O índice DXY avançava discretamente, enquanto os rendimentos dos Treasuries de curto prazo também subiam, em meio à manutenção das apostas de que o Federal Reserve (Fed, o banco central norte-americano) poderá elevar os juros ainda neste ano. Reportagem do Financial Times informou que o presidente da instituição, Kevin Warsh, estaria disposto a aumentar a taxa na reunião de setembro caso os próximos indicadores de inflação surpreendam para cima.
Nos Estados Unidos, os pedidos semanais de auxílio-desemprego vieram abaixo do esperado, enquanto o custo unitário da mão de obra desacelerou mais do que o previsto no segundo trimestre. Os indicadores, porém, tiveram impacto limitado sobre os ativos, com investidores mantendo o foco no relatório oficial de emprego (payroll), que será divulgado nesta sexta-feira.

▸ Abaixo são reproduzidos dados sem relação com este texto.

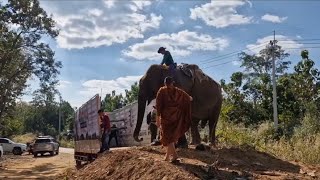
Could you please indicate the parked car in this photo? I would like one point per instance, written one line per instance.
(45, 144)
(1, 151)
(10, 146)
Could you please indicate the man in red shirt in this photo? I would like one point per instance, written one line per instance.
(105, 129)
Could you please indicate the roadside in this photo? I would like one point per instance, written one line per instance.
(28, 167)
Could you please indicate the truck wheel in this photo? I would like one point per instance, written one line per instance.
(17, 151)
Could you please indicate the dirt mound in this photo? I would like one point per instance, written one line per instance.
(223, 163)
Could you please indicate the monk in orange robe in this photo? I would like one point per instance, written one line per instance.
(174, 115)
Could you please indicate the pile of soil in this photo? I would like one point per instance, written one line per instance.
(220, 163)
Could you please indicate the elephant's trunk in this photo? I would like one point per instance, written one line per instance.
(141, 110)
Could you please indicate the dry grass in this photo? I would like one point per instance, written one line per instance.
(298, 148)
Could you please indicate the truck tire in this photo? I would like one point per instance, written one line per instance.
(17, 151)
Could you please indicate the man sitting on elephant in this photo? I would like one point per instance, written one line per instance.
(167, 59)
(173, 107)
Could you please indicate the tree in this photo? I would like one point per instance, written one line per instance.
(249, 94)
(132, 94)
(23, 24)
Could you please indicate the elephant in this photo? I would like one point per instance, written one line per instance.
(206, 94)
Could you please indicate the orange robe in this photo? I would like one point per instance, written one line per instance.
(174, 113)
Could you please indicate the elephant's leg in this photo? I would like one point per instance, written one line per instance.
(195, 132)
(213, 120)
(182, 142)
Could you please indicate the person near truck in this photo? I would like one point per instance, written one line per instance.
(114, 134)
(167, 59)
(173, 107)
(105, 130)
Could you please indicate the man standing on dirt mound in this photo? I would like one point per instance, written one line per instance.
(173, 107)
(105, 129)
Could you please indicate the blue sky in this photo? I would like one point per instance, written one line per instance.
(109, 45)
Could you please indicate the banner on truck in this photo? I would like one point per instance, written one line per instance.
(87, 120)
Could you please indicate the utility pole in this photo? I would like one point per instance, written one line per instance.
(274, 85)
(59, 118)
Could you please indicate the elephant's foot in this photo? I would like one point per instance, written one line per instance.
(182, 145)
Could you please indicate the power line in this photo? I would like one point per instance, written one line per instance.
(298, 40)
(221, 64)
(301, 43)
(312, 47)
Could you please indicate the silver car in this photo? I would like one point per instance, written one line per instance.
(44, 145)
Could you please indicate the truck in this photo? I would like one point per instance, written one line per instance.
(88, 133)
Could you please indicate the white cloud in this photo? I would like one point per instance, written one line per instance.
(92, 87)
(109, 3)
(180, 22)
(182, 43)
(113, 22)
(273, 18)
(63, 84)
(221, 14)
(95, 12)
(283, 41)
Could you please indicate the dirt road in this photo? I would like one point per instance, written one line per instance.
(28, 167)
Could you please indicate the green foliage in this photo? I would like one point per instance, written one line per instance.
(246, 114)
(303, 148)
(248, 95)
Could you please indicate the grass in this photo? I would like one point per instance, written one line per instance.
(300, 148)
(29, 137)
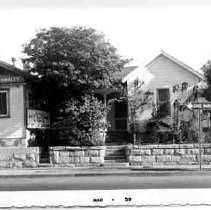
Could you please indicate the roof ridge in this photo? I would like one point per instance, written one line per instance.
(193, 71)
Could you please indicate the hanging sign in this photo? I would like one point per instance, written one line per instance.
(10, 79)
(38, 119)
(201, 105)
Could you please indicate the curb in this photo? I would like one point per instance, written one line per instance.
(141, 173)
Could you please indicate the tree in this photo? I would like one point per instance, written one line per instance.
(207, 73)
(69, 64)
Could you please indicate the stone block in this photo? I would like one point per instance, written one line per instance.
(64, 160)
(160, 164)
(145, 152)
(97, 160)
(188, 158)
(148, 159)
(128, 152)
(134, 159)
(21, 157)
(192, 151)
(93, 153)
(169, 151)
(31, 157)
(102, 153)
(29, 164)
(55, 157)
(64, 153)
(157, 151)
(163, 158)
(17, 164)
(175, 158)
(5, 164)
(72, 154)
(179, 152)
(135, 152)
(84, 159)
(74, 159)
(5, 157)
(207, 151)
(79, 153)
(206, 158)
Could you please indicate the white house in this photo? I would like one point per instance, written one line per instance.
(159, 75)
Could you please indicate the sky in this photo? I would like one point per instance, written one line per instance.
(139, 29)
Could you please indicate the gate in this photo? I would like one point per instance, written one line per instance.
(203, 110)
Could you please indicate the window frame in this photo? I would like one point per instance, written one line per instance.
(7, 115)
(169, 111)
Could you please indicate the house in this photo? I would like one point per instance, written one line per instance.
(159, 76)
(14, 101)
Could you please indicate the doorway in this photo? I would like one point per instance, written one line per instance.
(121, 115)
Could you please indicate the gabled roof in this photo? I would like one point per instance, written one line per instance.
(188, 68)
(15, 70)
(180, 63)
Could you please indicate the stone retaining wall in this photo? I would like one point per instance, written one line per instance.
(77, 156)
(13, 157)
(167, 155)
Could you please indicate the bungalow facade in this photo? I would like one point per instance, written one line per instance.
(14, 102)
(159, 76)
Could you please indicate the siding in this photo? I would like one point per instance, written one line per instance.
(13, 127)
(167, 73)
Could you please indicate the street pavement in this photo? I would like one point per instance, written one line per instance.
(105, 182)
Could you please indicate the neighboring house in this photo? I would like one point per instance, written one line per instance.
(160, 75)
(14, 101)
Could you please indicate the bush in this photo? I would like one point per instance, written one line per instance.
(83, 125)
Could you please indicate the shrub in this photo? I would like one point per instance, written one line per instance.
(83, 125)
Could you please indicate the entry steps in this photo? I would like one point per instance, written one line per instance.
(115, 157)
(118, 138)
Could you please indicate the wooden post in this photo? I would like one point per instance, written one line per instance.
(199, 139)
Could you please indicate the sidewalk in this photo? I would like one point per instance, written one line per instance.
(102, 171)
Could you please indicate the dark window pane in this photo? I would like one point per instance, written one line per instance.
(164, 102)
(121, 109)
(3, 103)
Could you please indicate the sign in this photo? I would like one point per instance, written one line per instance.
(38, 119)
(10, 79)
(201, 105)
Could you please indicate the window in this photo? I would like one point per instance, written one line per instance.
(163, 102)
(4, 103)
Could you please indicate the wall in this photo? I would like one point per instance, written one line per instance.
(77, 156)
(12, 132)
(167, 155)
(19, 157)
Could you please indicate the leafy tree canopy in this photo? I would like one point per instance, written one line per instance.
(70, 63)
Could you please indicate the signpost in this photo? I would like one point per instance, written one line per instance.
(200, 106)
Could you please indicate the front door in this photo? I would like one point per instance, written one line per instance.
(163, 101)
(121, 115)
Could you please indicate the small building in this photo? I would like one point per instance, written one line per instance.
(14, 101)
(159, 77)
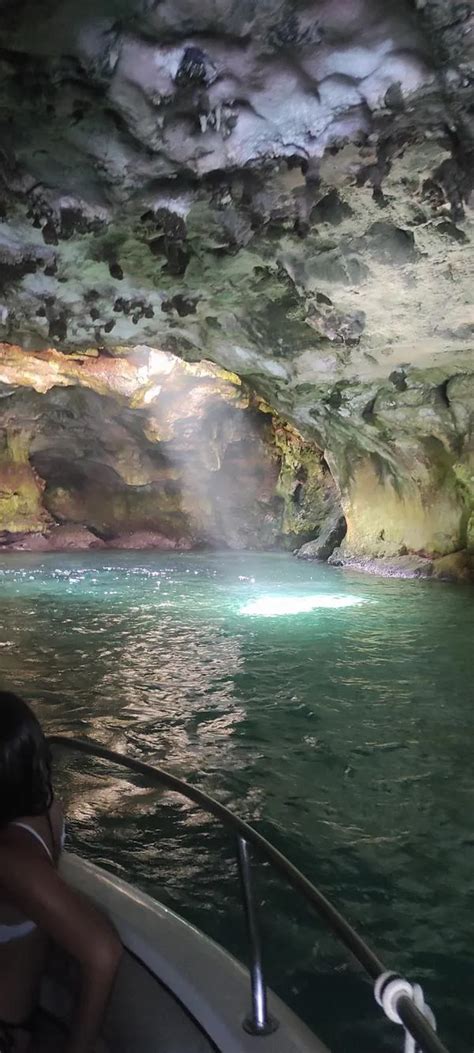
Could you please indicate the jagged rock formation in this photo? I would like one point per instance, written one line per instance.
(149, 452)
(280, 186)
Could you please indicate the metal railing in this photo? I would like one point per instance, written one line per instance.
(259, 1022)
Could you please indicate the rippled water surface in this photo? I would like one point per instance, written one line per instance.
(334, 711)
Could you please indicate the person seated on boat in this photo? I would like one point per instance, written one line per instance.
(36, 904)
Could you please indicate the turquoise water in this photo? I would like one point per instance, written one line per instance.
(341, 727)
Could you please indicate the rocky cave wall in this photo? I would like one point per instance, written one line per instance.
(150, 452)
(281, 186)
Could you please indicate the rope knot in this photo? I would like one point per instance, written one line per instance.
(389, 989)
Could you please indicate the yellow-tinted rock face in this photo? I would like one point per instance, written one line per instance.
(384, 519)
(146, 451)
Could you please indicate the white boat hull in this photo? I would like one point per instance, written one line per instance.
(177, 991)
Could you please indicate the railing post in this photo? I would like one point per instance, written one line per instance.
(258, 1022)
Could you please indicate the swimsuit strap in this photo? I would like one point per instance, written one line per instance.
(34, 833)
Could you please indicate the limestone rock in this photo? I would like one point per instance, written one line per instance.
(284, 189)
(456, 567)
(397, 567)
(330, 536)
(151, 451)
(58, 539)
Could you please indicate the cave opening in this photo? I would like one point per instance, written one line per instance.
(180, 456)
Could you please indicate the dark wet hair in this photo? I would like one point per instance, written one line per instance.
(25, 786)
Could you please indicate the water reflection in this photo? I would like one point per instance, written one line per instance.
(337, 731)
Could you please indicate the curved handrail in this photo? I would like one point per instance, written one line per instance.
(413, 1020)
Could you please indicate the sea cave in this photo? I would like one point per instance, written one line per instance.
(237, 458)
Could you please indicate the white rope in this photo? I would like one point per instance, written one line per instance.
(389, 989)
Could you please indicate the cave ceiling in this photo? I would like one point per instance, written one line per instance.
(281, 187)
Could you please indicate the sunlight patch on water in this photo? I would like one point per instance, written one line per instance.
(273, 607)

No mercado de commodities, os contratos futuros do petróleo ampliaram os ganhos. O Brent avançava mais de 2%, acima de US$ 81 por barril, após novas ameaças do Iêmen contra a Arábia Saudita elevarem as preocupações com o tráfego de navios no Mar Vermelho.
No Brasil, investidores seguem interpretando o comunicado do Copom. Embora o corte de 0,25 ponto porcentual tenha sido amplamente esperado, o Banco Central evitou sinalizar os próximos passos da política monetária.
Ontem, o dólar à vista encerrou praticamente estável, em queda de 0,05%, cotado a R$ 5,1282, após oscilar entre R$ 5,0989 e R$ 5,1342.
Mesmo em um ambiente de enfraquecimento global da moeda americana, operadores atribuíram a limitação dos ganhos do real à cautela com o cenário doméstico, especialmente em relação ao Copom e às perspectivas fiscais e eleitorais.
Às 10h31 desta quinta, o dólar à vista caía 0,53%, a R$ 5,1010, após renovar a mínima intradiária a R$ 5,0970. O contrato futuro para setembro recuava 0,36%, a R$ 5,132, após atingir mínima do dia a R$ 5,126.